Dmitar Stanišić (Дмитар Станишић; born 30 May 1982) is a politician in Serbia. He has served in the Assembly of Vojvodina since 2016 as a member of the Serbian Progressive Party.

==Private career==
Stanišić holds a Bachelor of Laws degree and lives in Sremska Mitrovica.

==Politician==
===Municipal politics===
Stanišić sought election to the Sremska Mitrovica municipal assembly in the 2012 Serbian local elections, appearing in the seventh position on an independent list headed by mayor Branislav Nedimović. He was elected when the list won fifteen mandates and was appointed to the city council (i.e., the executive branch of the city government) on 5 September 2012. Both Nedimović and Stanišić subsequently joined the Progressive Party.

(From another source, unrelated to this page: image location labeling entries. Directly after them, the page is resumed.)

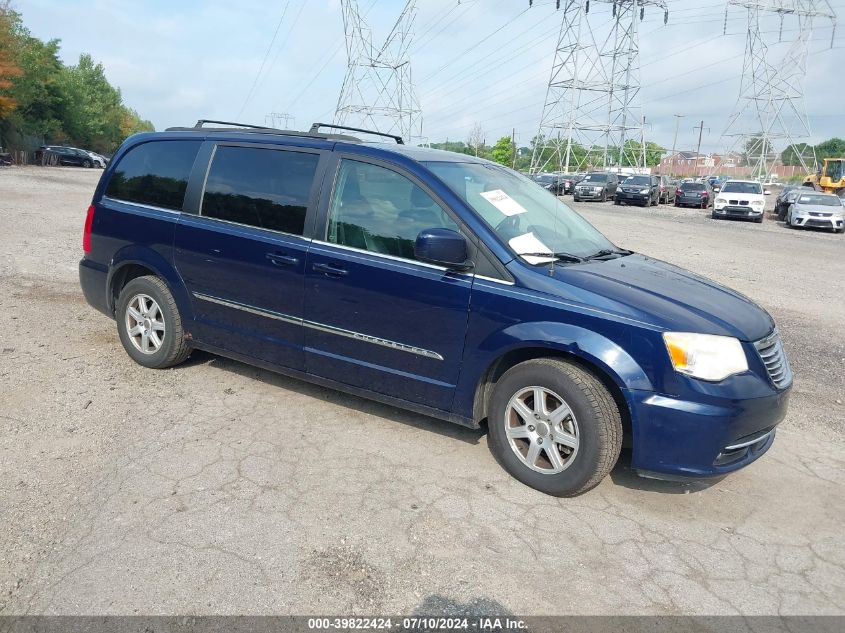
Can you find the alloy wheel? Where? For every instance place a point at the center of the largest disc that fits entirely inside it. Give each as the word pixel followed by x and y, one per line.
pixel 145 324
pixel 542 430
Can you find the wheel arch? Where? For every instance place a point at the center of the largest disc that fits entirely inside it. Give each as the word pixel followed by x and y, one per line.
pixel 137 261
pixel 585 348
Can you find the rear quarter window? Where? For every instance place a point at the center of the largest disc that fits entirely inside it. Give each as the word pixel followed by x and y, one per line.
pixel 154 173
pixel 266 188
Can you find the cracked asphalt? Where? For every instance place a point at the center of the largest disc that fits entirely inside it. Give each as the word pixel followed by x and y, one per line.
pixel 219 488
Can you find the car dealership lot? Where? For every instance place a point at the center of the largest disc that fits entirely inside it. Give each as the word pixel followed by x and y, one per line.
pixel 218 487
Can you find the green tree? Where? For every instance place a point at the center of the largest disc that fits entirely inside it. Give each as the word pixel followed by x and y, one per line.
pixel 755 148
pixel 503 151
pixel 9 68
pixel 633 154
pixel 41 97
pixel 792 155
pixel 37 90
pixel 831 148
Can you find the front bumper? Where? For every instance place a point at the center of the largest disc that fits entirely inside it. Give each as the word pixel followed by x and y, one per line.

Stanišić was not a candidate for re-election at the local level in 2016. He was given the second position on the Progressive list in the 2020 Serbian local elections and was again elected when the list won a majority victory with forty-two out of sixty-one mandates.

===Provincial assembly===
Stanisič received the twelfth position on the Progressive Party's list in the 2016 Vojvodina provincial election and was elected when the list won a majority victory with sixty-three out of 120 seats. He subsequently led the assembly committee for European integration and international cooperation and was the leader of the Vojvodina Assembly's parliamentary friendship group with the Republika Srpska.

He was promoted to the sixth position on the Progressive list for the 2020 Vojvodina provincial election and was elected when the list won an increased majority with seventy-six seats. He was chosen as leader of the Progressive Party group in the assembly after the election and represented the party in official talks concerning the formation of a new coalition government. Stanišić is also a member of the committee on regulations and the committee on issues on the constitutional and legal status of the province.